One of my jobs is an iOS Freelance Developer, and this path is what got me my
first client.

It seems like you are very aware of what you are capable of. It's great to be
realistic, but also realize that you are now in the professional market like
everyone else. Like the other posts say here, NETWORK.

Go to local meetups and present yourself as a real professional. Create
business cards (BONUS: Make yours stand out from the rest). You will receive
many business cards by going to these meetups. You can probably gauge what
would make yours flashier.

Here's an example of my business card that has been one of the most effective
marketing strategies I've ever used:
[http://i.imgur.com/4LeH2vf.png](http://i.imgur.com/4LeH2vf.png)
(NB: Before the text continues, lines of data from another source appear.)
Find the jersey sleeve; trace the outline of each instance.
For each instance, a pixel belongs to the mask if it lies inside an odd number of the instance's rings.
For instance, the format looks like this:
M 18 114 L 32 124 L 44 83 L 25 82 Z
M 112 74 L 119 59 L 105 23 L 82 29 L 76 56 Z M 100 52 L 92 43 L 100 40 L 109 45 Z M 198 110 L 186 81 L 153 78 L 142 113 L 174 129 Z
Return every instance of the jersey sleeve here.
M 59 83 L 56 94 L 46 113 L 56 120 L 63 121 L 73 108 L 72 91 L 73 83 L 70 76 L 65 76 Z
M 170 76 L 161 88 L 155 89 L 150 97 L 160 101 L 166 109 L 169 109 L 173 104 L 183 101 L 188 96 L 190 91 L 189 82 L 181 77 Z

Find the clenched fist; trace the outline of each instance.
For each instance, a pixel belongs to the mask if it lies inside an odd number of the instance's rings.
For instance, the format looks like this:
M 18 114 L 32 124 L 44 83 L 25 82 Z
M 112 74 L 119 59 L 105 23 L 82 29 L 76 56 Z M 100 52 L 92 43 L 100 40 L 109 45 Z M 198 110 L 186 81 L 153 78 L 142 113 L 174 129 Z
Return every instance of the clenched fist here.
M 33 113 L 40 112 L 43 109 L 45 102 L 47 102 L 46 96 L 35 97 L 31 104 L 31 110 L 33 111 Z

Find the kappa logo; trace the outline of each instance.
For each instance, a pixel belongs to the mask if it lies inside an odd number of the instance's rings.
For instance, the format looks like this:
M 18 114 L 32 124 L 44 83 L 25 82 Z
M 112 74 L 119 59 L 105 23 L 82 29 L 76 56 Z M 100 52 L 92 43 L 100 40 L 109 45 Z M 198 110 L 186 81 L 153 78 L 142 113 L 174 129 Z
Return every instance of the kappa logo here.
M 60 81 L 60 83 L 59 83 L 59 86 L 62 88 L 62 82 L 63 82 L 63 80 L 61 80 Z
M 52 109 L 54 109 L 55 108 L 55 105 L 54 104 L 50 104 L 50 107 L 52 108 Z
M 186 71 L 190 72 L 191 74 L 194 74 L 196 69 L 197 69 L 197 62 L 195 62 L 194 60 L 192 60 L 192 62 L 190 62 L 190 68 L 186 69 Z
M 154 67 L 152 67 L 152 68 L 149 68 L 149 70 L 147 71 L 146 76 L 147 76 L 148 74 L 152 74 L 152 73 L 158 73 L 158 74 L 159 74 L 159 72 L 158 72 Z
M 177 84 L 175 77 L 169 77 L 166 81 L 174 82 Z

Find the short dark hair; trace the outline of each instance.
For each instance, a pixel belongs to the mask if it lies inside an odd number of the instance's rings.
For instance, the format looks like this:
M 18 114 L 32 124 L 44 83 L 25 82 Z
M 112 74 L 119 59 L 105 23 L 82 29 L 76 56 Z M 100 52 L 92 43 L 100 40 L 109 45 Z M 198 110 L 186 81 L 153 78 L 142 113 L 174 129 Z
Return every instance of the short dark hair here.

Update your LinkedIn, Twitter, HackerNews, Blog, etc immediately with solid
and presentable information. If you're unsure of how to do this
professionally, check out other professionals' pages and emulate success.
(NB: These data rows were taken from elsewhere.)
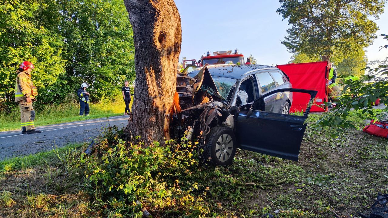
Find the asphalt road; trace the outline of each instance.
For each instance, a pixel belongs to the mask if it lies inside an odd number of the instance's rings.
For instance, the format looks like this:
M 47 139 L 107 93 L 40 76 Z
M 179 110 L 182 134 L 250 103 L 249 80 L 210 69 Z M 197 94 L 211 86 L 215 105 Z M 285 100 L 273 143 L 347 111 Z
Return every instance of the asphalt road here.
M 70 143 L 91 141 L 102 131 L 103 127 L 126 126 L 128 116 L 118 116 L 39 126 L 42 131 L 21 134 L 21 130 L 0 132 L 0 160 L 24 156 L 52 149 Z

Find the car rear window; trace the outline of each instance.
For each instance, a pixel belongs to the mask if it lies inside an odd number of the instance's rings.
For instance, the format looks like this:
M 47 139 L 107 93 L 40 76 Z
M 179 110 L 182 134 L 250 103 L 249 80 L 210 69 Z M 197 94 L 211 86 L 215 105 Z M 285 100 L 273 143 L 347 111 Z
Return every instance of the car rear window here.
M 271 74 L 272 74 L 272 76 L 275 79 L 275 81 L 276 82 L 277 86 L 284 84 L 286 83 L 286 80 L 280 73 L 279 72 L 271 72 Z
M 268 72 L 256 74 L 263 93 L 276 87 L 275 81 Z

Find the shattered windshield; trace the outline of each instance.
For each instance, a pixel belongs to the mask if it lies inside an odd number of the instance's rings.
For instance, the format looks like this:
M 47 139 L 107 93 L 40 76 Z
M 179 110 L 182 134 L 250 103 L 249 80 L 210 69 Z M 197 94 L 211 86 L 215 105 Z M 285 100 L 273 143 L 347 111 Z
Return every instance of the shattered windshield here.
M 189 73 L 188 75 L 194 78 L 199 71 L 199 69 L 197 70 Z M 237 80 L 217 76 L 212 76 L 211 78 L 213 79 L 214 84 L 217 87 L 220 94 L 224 99 L 229 101 L 229 99 L 228 99 L 228 97 L 229 93 L 232 89 L 232 87 L 236 84 Z
M 236 83 L 237 80 L 221 76 L 212 76 L 212 77 L 220 94 L 224 99 L 229 100 L 228 95 L 229 95 L 229 92 L 232 89 L 232 87 Z
M 232 64 L 236 64 L 237 62 L 239 63 L 240 64 L 244 64 L 244 57 L 236 57 L 215 58 L 214 59 L 204 59 L 203 65 L 204 66 L 205 64 L 208 64 L 209 65 L 224 64 L 225 62 L 228 61 L 231 61 Z

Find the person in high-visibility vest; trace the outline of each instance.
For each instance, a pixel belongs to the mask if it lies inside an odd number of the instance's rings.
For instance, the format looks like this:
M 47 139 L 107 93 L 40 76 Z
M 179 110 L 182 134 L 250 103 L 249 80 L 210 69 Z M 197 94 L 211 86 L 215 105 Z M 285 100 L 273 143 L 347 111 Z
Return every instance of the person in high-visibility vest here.
M 336 100 L 341 96 L 341 90 L 335 82 L 336 78 L 337 71 L 333 67 L 331 68 L 327 84 L 329 88 L 329 98 L 331 101 Z
M 80 100 L 80 117 L 83 116 L 84 112 L 85 116 L 89 116 L 89 92 L 86 91 L 87 87 L 87 84 L 83 83 L 77 91 Z
M 42 132 L 35 128 L 35 110 L 32 102 L 36 100 L 38 90 L 31 80 L 31 71 L 35 67 L 32 63 L 24 61 L 16 71 L 15 83 L 15 102 L 19 104 L 20 126 L 22 134 Z

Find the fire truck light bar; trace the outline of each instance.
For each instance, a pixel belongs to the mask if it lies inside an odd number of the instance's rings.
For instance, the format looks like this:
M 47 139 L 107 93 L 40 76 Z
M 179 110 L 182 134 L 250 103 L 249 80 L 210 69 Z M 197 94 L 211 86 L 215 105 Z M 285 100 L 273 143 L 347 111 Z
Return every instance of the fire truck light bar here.
M 213 54 L 214 55 L 217 55 L 219 54 L 231 54 L 232 50 L 229 51 L 220 51 L 219 52 L 213 52 Z

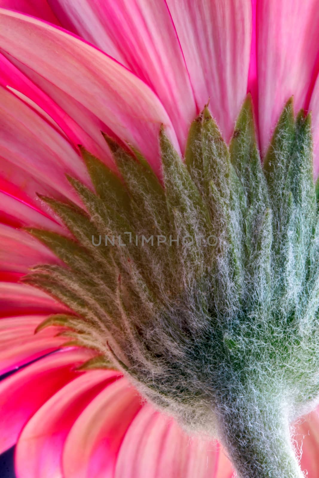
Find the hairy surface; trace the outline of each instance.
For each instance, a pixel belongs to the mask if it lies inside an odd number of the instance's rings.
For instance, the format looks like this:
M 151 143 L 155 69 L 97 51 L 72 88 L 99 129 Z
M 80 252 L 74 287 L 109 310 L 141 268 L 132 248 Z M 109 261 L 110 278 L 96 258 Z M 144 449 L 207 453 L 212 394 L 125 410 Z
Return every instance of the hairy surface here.
M 229 147 L 206 108 L 185 163 L 161 131 L 163 184 L 105 139 L 119 175 L 82 149 L 95 191 L 69 179 L 83 209 L 42 198 L 73 239 L 29 229 L 66 266 L 25 280 L 75 313 L 41 327 L 65 326 L 98 351 L 88 368 L 115 364 L 190 432 L 219 437 L 242 478 L 302 476 L 289 424 L 319 392 L 309 116 L 288 102 L 262 166 L 250 98 Z

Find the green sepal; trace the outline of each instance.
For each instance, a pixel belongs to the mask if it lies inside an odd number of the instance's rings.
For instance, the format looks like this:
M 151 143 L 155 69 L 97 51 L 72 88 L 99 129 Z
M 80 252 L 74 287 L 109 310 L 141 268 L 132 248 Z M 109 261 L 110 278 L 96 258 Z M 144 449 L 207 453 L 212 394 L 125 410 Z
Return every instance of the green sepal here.
M 95 190 L 101 199 L 118 210 L 126 207 L 129 198 L 121 178 L 83 146 L 79 147 Z
M 83 322 L 83 319 L 76 315 L 70 315 L 64 314 L 56 314 L 53 315 L 50 315 L 47 318 L 45 319 L 34 330 L 34 334 L 46 328 L 47 327 L 55 326 L 57 327 L 69 327 L 73 328 L 75 322 Z

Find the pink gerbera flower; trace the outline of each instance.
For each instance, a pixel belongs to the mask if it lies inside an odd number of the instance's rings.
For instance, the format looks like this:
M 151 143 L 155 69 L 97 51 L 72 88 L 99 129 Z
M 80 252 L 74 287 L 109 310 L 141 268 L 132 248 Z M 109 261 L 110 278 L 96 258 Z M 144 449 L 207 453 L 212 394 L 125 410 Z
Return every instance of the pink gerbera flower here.
M 318 476 L 318 2 L 0 6 L 0 452 Z

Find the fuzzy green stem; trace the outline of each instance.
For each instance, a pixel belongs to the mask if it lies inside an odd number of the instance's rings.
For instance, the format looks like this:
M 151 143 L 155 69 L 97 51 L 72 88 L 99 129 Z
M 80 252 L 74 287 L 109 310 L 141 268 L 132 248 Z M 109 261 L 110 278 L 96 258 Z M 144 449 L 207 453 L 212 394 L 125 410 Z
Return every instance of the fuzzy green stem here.
M 240 478 L 303 478 L 287 419 L 277 407 L 245 406 L 240 400 L 223 407 L 223 444 Z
Now, BUILD THAT PORTFOLIO. Even one side project is generally enough to show
someone that you can do the work. Do you want to show off your skills, but
you're not sure what to build? Take a popular site and build a small client
for it. This is one of the most exciting experiences you will ever go through.
We hear about people building businesses all of the time, and it seems
amazing. There is so much more passion - in my experience - when you are
building yourself.

Please feel free to contact me if you have any basic questions about the whole
freelancing process. I'm happy to help in any way! (Email in profile)

------
nihonto
Browse through websites and try to identify issues with design/marketing/or
whatever you do, then get in touch with the owners and try to help them solve
the issues. You'll know instantly (judging by the response) whether there is
potential for you to work together. Nothing endears you to the potential
clients more than free advice.

This method has got a low success rate, so you'll need to go through a number
of websites before you hit a positive response. And it's important to make
sure you've got a "presence" (like ekpyrotic and tagabek said)

It may make things easier if you target websites that are based in your area
(or within a driving distance).

------
justintocci
The all time greatest way to get referrals quickly for IT is to do some work
for an accountant. Do a great job, be as professional as you can be. Work for
free if you have to but don't work for less than your rate. Then ask for
referrals. Accountants know the right people and have the right relationship
with them to put in the good word that counts.

The nature of IT is such that the trust level needed to get business is too
high for most marketing techniques. But referrals work (if you are high
quality).

I could give a lot more if you need it. Anyone who needs some help can call
me.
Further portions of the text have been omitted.